From the user’s perspective, they click a link on our website and are presented with a Jupyter notebook that runs their desired tool. From the developer’s perspective, they just commit code to a git repo. Here’s what happens behind the scenes to make this happen:
During development (blue arrows in diagram)
- A Solutions Engineer writes a tool, still in the form of a Jupyter notebook, and gets it reviewed and approved to merge into the git repo. The engineer also adds a page to the Solutions Flask app for the tool, along with some user documentation to display there.
- When the code is merged into master, a Jenkins build is automatically kicked off, which runs a Zappa script.
- Once the Zappa script is complete, the newly deployed code is available at a Solutions-specific URL. Accessing this URL triggers AWS Lambda to spin up our Flask app and serve it.
Live on the website (green arrows in diagram)
- When a user wants to access a tool, they click the appropriate link on our website.

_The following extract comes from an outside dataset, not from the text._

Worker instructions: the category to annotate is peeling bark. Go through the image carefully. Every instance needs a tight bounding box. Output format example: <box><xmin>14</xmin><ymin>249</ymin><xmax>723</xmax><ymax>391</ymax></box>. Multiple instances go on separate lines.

- This causes Binderhub to spin up a new Docker container running Jupyterhub, pull our code from git, and open a Jupyter notebook for the tool.
Advantages So Far
There are many reasons we’re enjoying the new setup:
- We were able to use all our existing notebooks and backend code with almost no modifications. (We had to update our code from Python 2 to Python 3 to run on Binderhub, but that was long overdue anyway.) This made the migration easy for us as developers and for the users as well, since they continue to use the notebooks they’re familiar with.

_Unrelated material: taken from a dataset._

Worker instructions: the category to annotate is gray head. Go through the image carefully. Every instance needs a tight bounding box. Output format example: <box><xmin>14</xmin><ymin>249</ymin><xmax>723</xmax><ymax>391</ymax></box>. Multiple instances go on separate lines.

- Deployment is as simple as merging code — the developer doesn’t need to take any further steps. When the code updates, any Lambda calls currently in progress complete before being shut down, and opening Binderhub links automatically pulls the latest version of the code from git, so users don’t experience any downtime.
- There is now a central location for all Solutions-related resources, including documentation and forms for users to submit new requests.
- Concurrent users run code in their own private containers that exist for a single session. This means there are no leftover files or notebooks from other users or sessions and it is impossible for a user to view or modify other users’ files.
- Thanks to our Infrastructure team, who set up Binderhub to run in a Kubernetes cluster, we can easily scale up resources as they are needed.
- The Flask app itself is very simple, which is helpful as most of our Solutions team is fairly new to web development.
- Binderhub links can be replaced with any other implementation we want later. For example, we now have the option to write the user interfaces for our tools without using Jupyter at all.
Hopefully this article has made it clear what the purpose of Solutions Engineering at Zymergen is, and how that purpose has driven the design of the platform we’ve developed for serving tools to our users. Redesigning our system forced our team to articulate exactly what our unique needs were and how they translate into architecture requirements. We learned a lot during this process, and it’s been exciting and rewarding to watch this project grow from a “wouldn’t it be nice…” idea into a fully-fledged service that benefits our fellow scientists. We’re looking forward to finding ever more efficient and convenient ways to duct tape things together!
Roy Luo is a Senior Solutions Engineer on the Product Operations team at Zymergen.